Military sources report that these new weapons will seriously restrict the Israeli Air Force’s tactical freedom over Lebanon. In the event of hostilities, Israeli warplanes will have to evade a dense array of Hizballah-operated anti-air missiles which will also defend the terrorist group’s surface rocket batteries.
Those sources disclose that the Iranian-Chinese missile has already been smuggled into Lebanon and is in Hizballah’s hands. It is designed to shoot down planes and helicopters flying at ultra-low altitudes under radar screens for surprise assaults on ground targets such as military bases, missile positions and artillery. Ordinary radar and air defense missiles are mostly ineffective against these low-flying tactics. The new missile makes up for this shortcoming.
On March 7, the 500 Hizballah trainees flew out of Damascus airport for Tehran aboard two civilian airliners; on April 16, they returned home – again through the Syrian airport - after training in the Imam Ali base under Iranian experts commanded by Iranian Col. Mohammed Mnafi.

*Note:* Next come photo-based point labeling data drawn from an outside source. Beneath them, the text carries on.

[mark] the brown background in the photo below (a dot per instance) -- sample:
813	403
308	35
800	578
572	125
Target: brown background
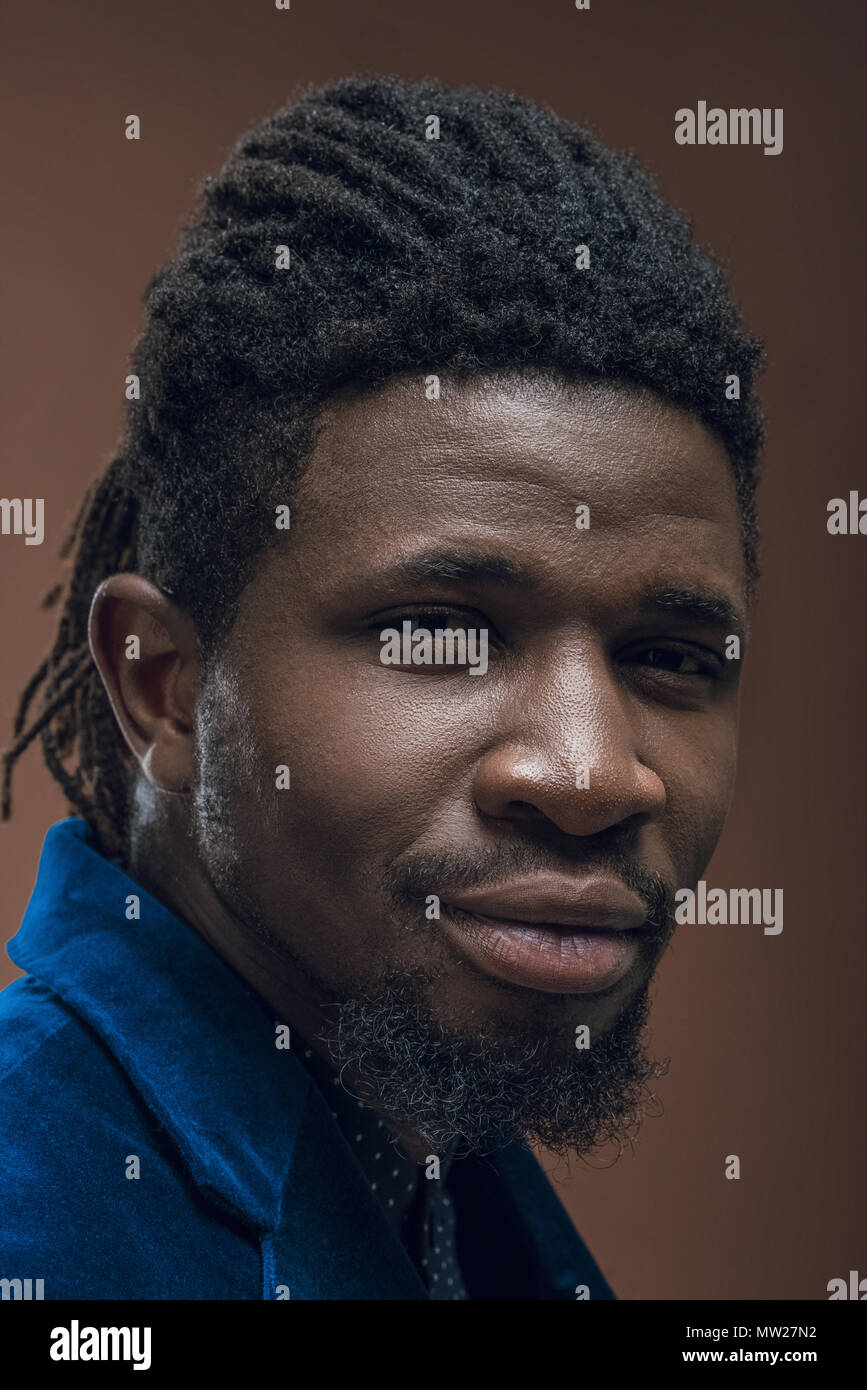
766	1033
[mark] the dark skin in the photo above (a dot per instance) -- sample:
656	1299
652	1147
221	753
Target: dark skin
585	663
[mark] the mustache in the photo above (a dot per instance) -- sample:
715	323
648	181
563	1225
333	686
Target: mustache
414	877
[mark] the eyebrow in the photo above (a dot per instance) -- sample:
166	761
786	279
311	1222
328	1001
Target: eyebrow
699	605
456	567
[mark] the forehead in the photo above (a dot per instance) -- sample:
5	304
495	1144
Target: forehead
499	464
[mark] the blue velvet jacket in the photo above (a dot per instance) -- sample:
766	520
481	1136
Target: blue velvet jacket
134	1039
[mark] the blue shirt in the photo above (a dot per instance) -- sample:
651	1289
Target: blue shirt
157	1143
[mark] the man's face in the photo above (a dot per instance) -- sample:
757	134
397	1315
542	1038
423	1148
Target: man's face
552	804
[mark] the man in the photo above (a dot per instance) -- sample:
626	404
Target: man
395	695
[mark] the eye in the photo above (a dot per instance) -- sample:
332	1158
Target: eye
430	619
675	660
435	641
677	666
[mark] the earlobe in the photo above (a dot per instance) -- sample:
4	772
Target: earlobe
146	652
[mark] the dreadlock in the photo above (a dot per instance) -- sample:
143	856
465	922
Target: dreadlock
407	255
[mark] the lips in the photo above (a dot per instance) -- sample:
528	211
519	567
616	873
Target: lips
549	933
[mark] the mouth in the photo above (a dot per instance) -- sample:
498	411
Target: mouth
556	936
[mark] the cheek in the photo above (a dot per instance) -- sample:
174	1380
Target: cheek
699	786
368	756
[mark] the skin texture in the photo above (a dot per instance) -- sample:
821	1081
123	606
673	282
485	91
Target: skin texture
430	769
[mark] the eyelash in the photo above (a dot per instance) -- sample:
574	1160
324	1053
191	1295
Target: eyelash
712	666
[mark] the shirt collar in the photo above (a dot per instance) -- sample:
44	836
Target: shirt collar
193	1039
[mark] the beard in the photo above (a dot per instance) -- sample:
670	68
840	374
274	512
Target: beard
496	1080
507	1077
477	1091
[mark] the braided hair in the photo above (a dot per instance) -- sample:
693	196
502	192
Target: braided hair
407	253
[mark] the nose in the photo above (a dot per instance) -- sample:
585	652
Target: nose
568	751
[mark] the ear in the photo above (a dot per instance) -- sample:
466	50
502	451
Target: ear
149	658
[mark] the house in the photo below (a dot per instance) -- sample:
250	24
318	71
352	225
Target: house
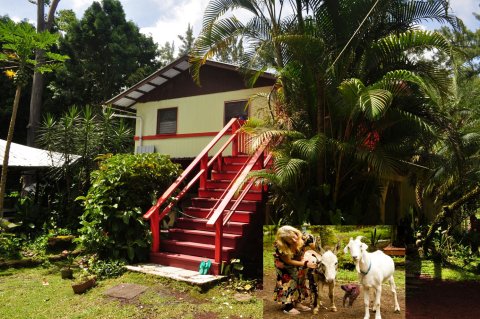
176	116
222	218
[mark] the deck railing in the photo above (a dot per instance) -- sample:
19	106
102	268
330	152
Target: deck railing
237	140
219	215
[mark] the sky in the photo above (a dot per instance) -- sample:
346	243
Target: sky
164	20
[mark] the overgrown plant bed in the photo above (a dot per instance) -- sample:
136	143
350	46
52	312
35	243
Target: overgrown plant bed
35	261
41	293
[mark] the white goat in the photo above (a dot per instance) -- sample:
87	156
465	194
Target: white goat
373	269
324	274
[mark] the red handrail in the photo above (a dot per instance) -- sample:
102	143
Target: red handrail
216	216
153	213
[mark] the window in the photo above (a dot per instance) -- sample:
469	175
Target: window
235	109
167	121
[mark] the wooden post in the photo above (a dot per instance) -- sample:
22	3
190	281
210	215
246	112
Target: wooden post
218	240
155	228
204	166
235	128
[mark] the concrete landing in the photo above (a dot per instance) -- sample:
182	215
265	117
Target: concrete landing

Journalist's hears from military circles wry remarks to the effect that, while Israel’s heads of state and chief of staff solemnly declared: “Never again!” in speeches marking Holocaust Remembrance day, they are seriously short on action for curbing Hizballah-Hamas preparations for their next war on the Jewish state. Surface missiles are routinely smuggled into Lebanon and the Gaza Strip, unopposed. But the arming of Iran’s Lebanese proxy with deadly anti-air missiles poses a new and extraordinarily threat to the Israeli Air Force and, moreover, prevents air attacks on the Hizballah batteries shooting rockets into Israel. Questions are being asked about how Israel’s policy-makers and top brass could have allowed 500 Hizballah trainees to fly out of Damascus airport unhindered and return as air defense specialists, highly trained for shooting missiles at the Israeli Air Force and preventing Israeli warplanes from halting surface rockets should they fly against Israeli civilian locations once more.